I am researching Pros & Cons of using DataGuard to keep Site2 ready
for disaster time, VS letting the SAN manage keeping the two sites in
sync.
What are your opinions on these 2 methods?
Thank you!!
-mac
Hi mac,
My first question would be does the SAN technology allow you to use
the Site2 for anything while it is not the "primary" site? I ask
because I consider that to be a major plus for Dataguard.
Regards,
Steve
Guessing you are comparing with Physical Standby of DataGuard. A big
factor to consider is the SAN replication licensing cost with
additional Oracle licensing required for Data Guard. SAN replication
is easier to setup (just my opinion) and requires less monitoring/
administration. With Data Guard you have the ability to open in read-
only mode anytime you want, while with SAN replication (and with no
extra Oracle licensing ) you are limited to validating for 10days /
year.
-Madhu S
There is a place in an Oracle shop for both SAN based replication and
Data Guard but the SAN based replication will NEVER better Data Guard
if the point is to have a DR site: Here are just a couple of the reasons.
1. Data Guard checks what it replicates for internal logic. A SAN will
happily replicate corrupt blocks.
2. Data Guard can guarantee zero data loss even when the data has not
been written to a data file. You can not make SAN replication
synchronous.
3. If SAN replication fails your primary will happily keep right on
running transactions. Data Guard can be configured to bring things
to a halt until the issue is resolved.
4. Data Guard, interestingly enough, is more efficient. What is being
replicated is the transactions themselves not operating system
blocks so are shipping less data.
--
Daniel A. Morgan
Oracle Ace Director & Instructor
University of Washington
damo...@x.washington.edu (replace x with u to respond)
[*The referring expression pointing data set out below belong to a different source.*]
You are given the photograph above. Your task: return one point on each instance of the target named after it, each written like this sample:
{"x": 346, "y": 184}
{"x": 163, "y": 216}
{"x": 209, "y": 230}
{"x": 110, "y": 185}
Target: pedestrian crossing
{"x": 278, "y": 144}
Puget Sound Oracle Users Group
www.psoug.org
Thank you all for the great input.
In the last post, can you elaborate on #2? Regarding how dataguard can
guarantee zero data loss if it is configured for maximum protection.
(Essentially, the final transaction would not go through if the
primary database can not get the confirmation back.) However, can you
elaborate on your statement: "You can not make SAN replication
synchronous." ??
Thanks again!
snip
> Thank you all for the great input.
> In the last post, can you elaborate on #2? Regarding how dataguard can
> guarantee zero data loss if it is configured for maximum protection.
> (Essentially, the final transaction would not go through if the
> primary database can not get the confirmation back.) However, can you
> elaborate on your statement: "You can not make SAN replication
> synchronous." ??
Almost all of the ( probably all ? ) of the major storage vendors
support storage based replication technologies in both synchronous or
asynchronous modes.
Synchronous replication carries a performance hit that you will see in
events like "log file sync" varies somewhat in impact depending on
volume and how commit intensive applications are.
There is absolutely no sense in the statement "You can not make SAN
replication synchronous" sounds like either someone that doesn't have
relevant experience or perhaps meant something else unrelated to
storage based replication between multiple sites.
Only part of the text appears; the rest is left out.